We can consider ${\cal W}$ as a $z$-simple region whose projection onto the $xy$-plane is ${\cal D}$, a quarter of the disk of radius $2$, ${x^2} + {y^2} \le 4$, located in the first quadrant. Notice that ${\cal D}$ is both vertically and horizontally simple region.
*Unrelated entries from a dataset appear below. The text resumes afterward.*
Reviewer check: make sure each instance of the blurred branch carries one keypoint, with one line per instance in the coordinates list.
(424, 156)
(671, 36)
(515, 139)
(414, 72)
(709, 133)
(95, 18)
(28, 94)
We choose to describe ${\cal D}$ as a vertically simple region such that
${\cal D} = \left\{ {\left( {x,y} \right)|0 \le x \le 2,0 \le y \le \sqrt {4 - {x^2}} } \right\}$
Thus, the description of ${\cal W}$:
${\cal W} = \left\{ {\left( {x,y,z} \right)|0 \le x \le 2,0 \le y \le \sqrt {4 - {x^2}} ,x \le z \le 32 - x} \right\}$ }
Using Eq. (1), the total mass is given by
${\rm{total{\ }mass}} = \mathop \smallint \limits_{}^{} \mathop \smallint \limits_{}^{} \mathop \smallint \limits_{\cal W}^{} \delta \left( {x,y,z} \right){\rm{d}}V$
$ = 6\mathop \smallint \limits_{x = 0}^2 \mathop \smallint \limits_{y = 0}^{\sqrt {4 - {x^2}} } \mathop \smallint \limits_{z = x}^{32 - x} y{\rm{d}}z{\rm{d}}y{\rm{d}}x$
$ = 6\mathop \smallint \limits_{x = 0}^2 \mathop \smallint \limits_{y = 0}^{\sqrt {4 - {x^2}} } y\left( {z|_x^{32 - x}} \right){\rm{d}}y{\rm{d}}x$
$ = 6\mathop \smallint \limits_{x = 0}^2 \mathop \smallint \limits_{y = 0}^{\sqrt {4 - {x^2}} } \left( {32 - 2x} \right)y{\rm{d}}y{\rm{d}}x$
$ = 3\mathop \smallint \limits_{x = 0}^2 \left( {32 - 2x} \right)\left( {{y^2}|_0^{\sqrt {4 - {x^2}} }} \right){\rm{d}}x$
$ = 3\mathop \smallint \limits_{x = 0}^2 \left( {32 - 2x} \right)\left( {4 - {x^2}} \right){\rm{d}}x$
$ = 3\mathop \smallint \limits_{x = 0}^2 \left( {2{x^3} - 32{x^2} - 8x + 128} \right){\rm{d}}x$
$ = 3\left( {\left( {\frac{1}{2}{x^4} - \frac{{32}}{3}{x^3} - 4{x^2} + 128x} \right)|_0^2} \right)$
$ = 3\left( {8 - \frac{{256}}{3} - 16 + 256} \right) = 488$
So, the total mass is $488$ g.